Content scheduling is essentially there to make your life easier, but it doesn’t mean you can click “schedule post” and forget. Our advice is to stay alert to current news and trends and make sure your content reflects this.
6. Analysis and evolving your social media strategy
Whether you’re using a social management platform or posting directly, it’s important to regularly monitor your performance.
Monthly reports are a great way of understanding what’s working and what isn’t doing so well, enabling you to refine or pivot your strategy based on real data.
Important things to cover in your social media reporting are:
- Key metrics that ladder up to your overall objectives i.e., engagement rate, follower growth, link clicks, conversions etc.
- Best performing posts (across each platform) – with a breakdown of why you think it performed so well. For example, this could include things like…
- Length of post copy
- Use of emojis
- Use of media i.e., Image vs Video vs Gif
- Types of links
- Types of content i.e., do how-to guides resonate more, or are your audience engaging with you when you post specific products?
- Hashtags and tagging i.e., did engaging with a specific trending hashtag work? Did tagging that influencer expand reach and drive engagement?

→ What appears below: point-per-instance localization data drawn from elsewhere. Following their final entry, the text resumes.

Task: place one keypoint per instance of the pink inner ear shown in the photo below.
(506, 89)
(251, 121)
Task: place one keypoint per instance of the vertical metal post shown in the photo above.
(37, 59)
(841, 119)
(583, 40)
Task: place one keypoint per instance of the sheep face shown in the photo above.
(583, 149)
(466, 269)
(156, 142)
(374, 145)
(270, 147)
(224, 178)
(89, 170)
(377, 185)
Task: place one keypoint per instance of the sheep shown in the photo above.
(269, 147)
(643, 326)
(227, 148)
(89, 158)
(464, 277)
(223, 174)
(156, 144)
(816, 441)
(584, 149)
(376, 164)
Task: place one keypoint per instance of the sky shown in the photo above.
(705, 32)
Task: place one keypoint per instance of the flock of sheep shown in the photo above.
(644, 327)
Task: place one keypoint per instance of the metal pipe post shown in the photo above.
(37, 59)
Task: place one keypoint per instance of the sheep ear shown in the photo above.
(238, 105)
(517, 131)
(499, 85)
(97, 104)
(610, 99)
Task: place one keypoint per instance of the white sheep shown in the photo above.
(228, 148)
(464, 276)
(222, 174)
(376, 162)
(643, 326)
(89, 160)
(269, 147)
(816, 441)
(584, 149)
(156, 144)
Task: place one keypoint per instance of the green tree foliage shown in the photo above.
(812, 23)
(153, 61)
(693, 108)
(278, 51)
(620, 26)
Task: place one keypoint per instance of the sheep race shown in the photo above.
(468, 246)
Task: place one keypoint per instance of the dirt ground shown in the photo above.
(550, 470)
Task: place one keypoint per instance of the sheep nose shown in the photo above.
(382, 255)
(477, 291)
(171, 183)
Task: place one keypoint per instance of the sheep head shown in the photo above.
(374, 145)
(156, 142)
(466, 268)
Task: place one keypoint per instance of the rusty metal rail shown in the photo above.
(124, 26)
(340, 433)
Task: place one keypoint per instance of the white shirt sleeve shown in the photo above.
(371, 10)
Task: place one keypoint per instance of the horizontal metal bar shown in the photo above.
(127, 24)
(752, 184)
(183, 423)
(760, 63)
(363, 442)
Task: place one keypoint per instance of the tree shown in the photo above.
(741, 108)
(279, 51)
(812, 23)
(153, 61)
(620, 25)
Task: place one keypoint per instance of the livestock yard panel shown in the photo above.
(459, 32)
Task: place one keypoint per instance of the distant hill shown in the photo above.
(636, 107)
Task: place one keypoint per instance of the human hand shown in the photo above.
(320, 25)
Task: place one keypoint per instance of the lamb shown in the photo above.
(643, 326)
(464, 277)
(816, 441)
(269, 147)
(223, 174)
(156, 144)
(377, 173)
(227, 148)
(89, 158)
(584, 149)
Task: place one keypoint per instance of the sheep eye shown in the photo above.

- Types of media i.e., are they people-focused, infographics or maybe they’re too generic?
- Overview of overall performance – taking those metrics to see what the overall performance trend is for each platform, comparing Month on Month (MoM) and even Year on Year (YoY) to demonstrate success or opportunities to improve
- Lessons learned – a vital part of your report, summarising everything above and what you’ll take with you into next month (as well as if it’s impacted your plans and strategy)
Besides monthly reports, it’s always important to be checking-in on your performance regularly to ensure you’re moving towards achieving your goals.